Do some research before you open your mouth and make it clear you have no idea about what you are speaking of.
the NGE undergrad program at tamuk is getting started up again
LOL edpost. I had to break it down. I saw a lot of people mentioning parts of it at different points, but not it all together laid out. So there you go!
100k 100k 100k 100k
Since All these folks on these endorsement videos think this is such a great idea, why dont they save their breath open their wallets and give our city back its money! Starting with Morrison,..... Sure heard alot of " I's" in her vid ( with conviction).
After reading what lots of folks have been saying, I think that UHV should leave the system in Victoria. UH is so metropolitan - lots of research, one of the best business schools in the Country, a fabulous architecture school, etc., etc., etc. Victoria doesn't seem to want to change and those elements are not important to a small town as Victoria. If a town doesn't want to change, it will not; it will not progress. A&M has agricultural programs - more beneficial/important to a town such as Victoria. Just remember, $100,000 is but a "drop in the bucket". Financial problems will come up in the future - I wonder where that $ will come from?? And, also remember, when students graduate (whether it's UH or A&M) they will not remain in Victoria. What does the town have to offer? Back to "square one".
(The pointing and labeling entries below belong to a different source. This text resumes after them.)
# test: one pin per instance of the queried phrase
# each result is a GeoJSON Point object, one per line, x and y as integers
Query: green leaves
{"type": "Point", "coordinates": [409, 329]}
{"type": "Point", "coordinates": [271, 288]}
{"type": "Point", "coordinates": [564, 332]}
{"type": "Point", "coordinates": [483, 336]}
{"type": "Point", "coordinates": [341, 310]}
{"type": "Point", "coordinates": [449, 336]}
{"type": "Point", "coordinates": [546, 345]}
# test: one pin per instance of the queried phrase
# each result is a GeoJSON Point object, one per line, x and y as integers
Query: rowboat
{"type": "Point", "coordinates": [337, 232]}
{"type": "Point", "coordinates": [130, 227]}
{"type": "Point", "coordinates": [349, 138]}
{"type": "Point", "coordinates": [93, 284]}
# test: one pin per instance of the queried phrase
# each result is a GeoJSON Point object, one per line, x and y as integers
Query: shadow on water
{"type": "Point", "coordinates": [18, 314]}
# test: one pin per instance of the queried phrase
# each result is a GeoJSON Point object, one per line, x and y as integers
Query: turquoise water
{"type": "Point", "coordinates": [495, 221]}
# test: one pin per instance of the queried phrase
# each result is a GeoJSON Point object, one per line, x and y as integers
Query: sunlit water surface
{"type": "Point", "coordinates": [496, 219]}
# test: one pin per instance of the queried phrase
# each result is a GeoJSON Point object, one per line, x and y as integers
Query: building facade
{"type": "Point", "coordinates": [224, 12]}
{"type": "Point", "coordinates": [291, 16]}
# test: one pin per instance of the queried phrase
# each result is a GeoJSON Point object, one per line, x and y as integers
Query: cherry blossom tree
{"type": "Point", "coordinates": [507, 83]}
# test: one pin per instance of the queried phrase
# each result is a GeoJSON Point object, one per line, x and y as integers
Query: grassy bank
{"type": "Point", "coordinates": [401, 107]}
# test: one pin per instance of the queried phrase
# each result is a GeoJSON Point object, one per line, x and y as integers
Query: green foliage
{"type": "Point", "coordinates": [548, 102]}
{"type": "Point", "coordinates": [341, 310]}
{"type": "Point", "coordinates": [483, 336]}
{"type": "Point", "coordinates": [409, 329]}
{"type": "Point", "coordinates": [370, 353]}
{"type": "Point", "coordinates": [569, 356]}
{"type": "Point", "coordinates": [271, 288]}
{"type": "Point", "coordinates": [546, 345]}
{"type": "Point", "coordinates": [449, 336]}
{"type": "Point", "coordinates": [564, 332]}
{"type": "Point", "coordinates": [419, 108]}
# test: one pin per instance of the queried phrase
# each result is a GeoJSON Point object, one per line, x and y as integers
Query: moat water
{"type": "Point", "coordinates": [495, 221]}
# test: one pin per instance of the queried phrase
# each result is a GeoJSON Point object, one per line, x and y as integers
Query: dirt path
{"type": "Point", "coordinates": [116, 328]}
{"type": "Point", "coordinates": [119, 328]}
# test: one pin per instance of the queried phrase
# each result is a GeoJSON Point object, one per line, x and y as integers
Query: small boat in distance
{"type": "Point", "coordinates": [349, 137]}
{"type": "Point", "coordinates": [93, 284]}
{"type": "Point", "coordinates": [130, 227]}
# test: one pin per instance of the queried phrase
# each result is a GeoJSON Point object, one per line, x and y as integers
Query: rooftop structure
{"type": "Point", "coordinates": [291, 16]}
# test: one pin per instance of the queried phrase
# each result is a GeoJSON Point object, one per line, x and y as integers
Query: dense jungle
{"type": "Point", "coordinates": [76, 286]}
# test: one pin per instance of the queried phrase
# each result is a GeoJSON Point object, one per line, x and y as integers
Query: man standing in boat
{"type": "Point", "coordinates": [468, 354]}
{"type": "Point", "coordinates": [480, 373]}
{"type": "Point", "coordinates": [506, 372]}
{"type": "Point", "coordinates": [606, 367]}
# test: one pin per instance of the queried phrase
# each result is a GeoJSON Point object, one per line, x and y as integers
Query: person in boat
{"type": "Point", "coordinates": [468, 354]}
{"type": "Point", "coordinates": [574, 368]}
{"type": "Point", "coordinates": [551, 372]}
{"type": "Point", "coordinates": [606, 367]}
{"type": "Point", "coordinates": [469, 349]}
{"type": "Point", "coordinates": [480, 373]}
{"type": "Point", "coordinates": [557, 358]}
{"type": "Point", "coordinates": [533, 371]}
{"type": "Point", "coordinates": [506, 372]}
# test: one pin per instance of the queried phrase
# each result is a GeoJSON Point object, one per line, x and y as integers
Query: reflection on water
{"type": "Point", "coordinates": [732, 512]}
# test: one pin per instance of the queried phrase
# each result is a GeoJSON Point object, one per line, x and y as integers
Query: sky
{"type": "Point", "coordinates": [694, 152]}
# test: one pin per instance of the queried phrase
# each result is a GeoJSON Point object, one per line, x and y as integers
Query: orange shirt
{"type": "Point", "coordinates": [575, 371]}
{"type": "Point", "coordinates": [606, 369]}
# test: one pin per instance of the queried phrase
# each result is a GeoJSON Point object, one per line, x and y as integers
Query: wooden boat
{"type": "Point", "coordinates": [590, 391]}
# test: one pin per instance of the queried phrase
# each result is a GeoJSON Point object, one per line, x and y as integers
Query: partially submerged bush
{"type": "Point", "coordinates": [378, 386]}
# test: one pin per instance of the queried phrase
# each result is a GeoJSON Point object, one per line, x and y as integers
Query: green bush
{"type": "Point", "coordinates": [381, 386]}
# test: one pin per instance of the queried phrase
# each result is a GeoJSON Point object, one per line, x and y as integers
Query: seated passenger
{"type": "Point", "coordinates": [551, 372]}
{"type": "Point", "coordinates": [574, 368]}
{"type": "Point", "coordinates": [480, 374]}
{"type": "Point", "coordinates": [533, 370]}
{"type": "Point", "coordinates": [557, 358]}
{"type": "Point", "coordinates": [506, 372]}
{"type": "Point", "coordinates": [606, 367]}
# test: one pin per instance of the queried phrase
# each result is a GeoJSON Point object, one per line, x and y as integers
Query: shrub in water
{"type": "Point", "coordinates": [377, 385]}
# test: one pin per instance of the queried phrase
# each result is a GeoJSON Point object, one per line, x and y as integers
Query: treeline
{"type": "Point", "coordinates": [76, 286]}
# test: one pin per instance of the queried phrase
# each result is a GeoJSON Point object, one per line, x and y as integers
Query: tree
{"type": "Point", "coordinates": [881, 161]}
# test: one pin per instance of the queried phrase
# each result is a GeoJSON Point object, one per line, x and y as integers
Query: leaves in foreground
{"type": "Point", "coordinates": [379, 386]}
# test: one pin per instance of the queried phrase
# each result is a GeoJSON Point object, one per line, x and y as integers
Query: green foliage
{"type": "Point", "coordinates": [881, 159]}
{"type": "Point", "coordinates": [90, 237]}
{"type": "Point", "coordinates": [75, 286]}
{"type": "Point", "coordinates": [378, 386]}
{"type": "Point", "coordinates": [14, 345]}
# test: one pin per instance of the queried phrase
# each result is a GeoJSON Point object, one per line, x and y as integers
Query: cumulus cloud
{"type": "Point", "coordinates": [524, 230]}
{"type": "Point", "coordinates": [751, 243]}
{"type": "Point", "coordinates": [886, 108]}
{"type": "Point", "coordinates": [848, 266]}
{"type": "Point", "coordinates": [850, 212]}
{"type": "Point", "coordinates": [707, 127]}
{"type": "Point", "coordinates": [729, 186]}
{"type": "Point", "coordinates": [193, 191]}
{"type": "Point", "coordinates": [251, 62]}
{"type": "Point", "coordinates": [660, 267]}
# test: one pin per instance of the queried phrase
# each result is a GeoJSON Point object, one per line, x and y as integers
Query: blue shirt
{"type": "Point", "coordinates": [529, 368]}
Gabe, while I enjoyed the university comparison....can you do one with a slight broader scope. Lets look at system (minus the flagship institution) and have comparisons. Lets look at size sure, scholarships sure, rankings of the universities in the system, awards for those universities, spending on the universities and upgrades, support, etc. Lets look at how universities like UH Downtown, Clear Lake, UHV compare to Kingsville, Corpus, Texarkana, Tarleton, Prarie View, WTAMU, etc.
RedRage you have posted 3-4 times on this topic? Try almost 4 times that according to your comment history. I will admit to having outposted you, mainly on March 8 when it first came out. How many times have you seen post since then on this topic from me? I am not dilusional and I know things will not change overnight and building and facilities are not going to pop up like a pop up book overnight. I just believe we have a better chance. I am like a lot of people and against the $100,000 expenditure and the shady way around the law the people used. Also, when have you seen me say "Gig'em?" Please point that out? Its kind of funny, any person I talk to in person about this....in favor...it seems like the only people I have met in person against this...well on here. One more post to Gabe on this and then onto a fight that I deserves more of my time....Legalizing Gambling in Texas.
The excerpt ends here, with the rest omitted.